Some interesting research coming out of the US over the last couple of day. If you've seen my blog before you may have seen some of the information on Whimbrel ringing that been going on at my local patch (Lower Derwent Valley SPA) over recent years. This has provided some really useful information - see for example here.
Just as interesting is the work going on in Canada regarding Hudsonian Whimbrel, which shows birds flying 2,500 miles out into the Atlantic on their southbound autumn migration, and the possibility of vagrancy to the UK... This from the Centre for Conservation Biology, College of William and Mary – Virginia Commonwealth University
Scientists at the Center for Conservation Biology (CCB) have tracked 3 whimbrels off the east coast of Canada to the northern shore of South America via a previously unknown migration pathway over the open Atlantic Ocean. The route passed through the center of the vast Atlantic at one point passing 1,000 miles closer to Africa than to North America and within 700 miles of the Cape Verde Islands. The bird with the longest flight flew nonstop for 145 hours (6 days) covering a distance of 7,000 kilometers (4,355 miles).
Fletcher Smith with Akpik on breeding ground in the Canadian Arctic.

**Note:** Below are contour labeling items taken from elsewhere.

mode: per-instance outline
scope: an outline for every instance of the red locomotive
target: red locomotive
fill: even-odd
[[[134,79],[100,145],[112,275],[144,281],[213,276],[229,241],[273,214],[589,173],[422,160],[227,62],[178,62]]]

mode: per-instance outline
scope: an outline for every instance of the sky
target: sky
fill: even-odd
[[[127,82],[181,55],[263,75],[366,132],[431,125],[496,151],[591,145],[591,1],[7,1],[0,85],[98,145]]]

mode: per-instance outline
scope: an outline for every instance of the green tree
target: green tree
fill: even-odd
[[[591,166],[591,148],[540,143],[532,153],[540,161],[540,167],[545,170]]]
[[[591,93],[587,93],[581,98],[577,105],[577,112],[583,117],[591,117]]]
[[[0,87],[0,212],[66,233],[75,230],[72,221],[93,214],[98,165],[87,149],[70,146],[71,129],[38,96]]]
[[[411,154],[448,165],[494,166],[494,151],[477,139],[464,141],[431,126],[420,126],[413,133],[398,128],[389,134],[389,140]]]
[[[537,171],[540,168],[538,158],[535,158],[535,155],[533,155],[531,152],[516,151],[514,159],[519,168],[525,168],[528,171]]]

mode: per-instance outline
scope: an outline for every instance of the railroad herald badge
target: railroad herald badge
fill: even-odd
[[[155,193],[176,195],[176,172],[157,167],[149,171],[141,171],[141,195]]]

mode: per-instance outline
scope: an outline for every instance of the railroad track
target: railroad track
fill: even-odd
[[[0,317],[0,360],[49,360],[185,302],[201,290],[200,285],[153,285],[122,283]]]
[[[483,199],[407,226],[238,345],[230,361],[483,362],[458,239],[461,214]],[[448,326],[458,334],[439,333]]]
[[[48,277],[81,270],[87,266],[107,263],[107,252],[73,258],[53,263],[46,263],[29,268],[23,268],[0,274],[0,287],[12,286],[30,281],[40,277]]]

The three birds named Mackenzie, Taglu, and Akpik were originally marked by CCB and Canadian Wildlife Service staff on the breeding grounds along the Mackenzie River Delta in far western Canada (Mackenzie was fitted with a transmitter recovered from Machi, a bird that was shot on Guadeloupe in September of 2011). In mid-July the birds flew across the continent to the east coast of Canada and staged for approximately 2 weeks in the James Bay and the Gulf of St. Lawrence to build fat reserves. The birds then flew southeast, reaching the center of the Atlantic Ocean before turning south and making landfall in South America between Guyana and Brazil. Although this portion of the Atlantic is used by true seabirds that roost on the water, it is so isolated from shore that species such as whimbrel that cannot land on water were not believed to reach it. The birds may receive some benefit from venturing this far out to sea in the form of
favorable tailwinds. Mackenzie averaged just under 30 miles per hour (48 kilometers per hour) for the 6-day flight.
The three birds are part of a larger project that has included 20 additional birds that have been tracked to better understand migratory pathways and locations that are critical for this declining species. The study has tracked whimbrels for more than 185,000 miles (300,000 kilometers) since 2008. The broader tracking project is a collaborative effort between The Center for Conservation Biology, The Canadian Wildlife Service, The Nature Conservancy, The U.S. Fish and Wildlife Service, Georgia Department of Natural Resources, the Virginia Coastal Zone Management Program, and Manomet Center for Conservation Sciences.
Map of migration route for 3 whimbrels marked on breeding ground in western Canada.
Incredible flight through the open Atlantic was previously undocumented.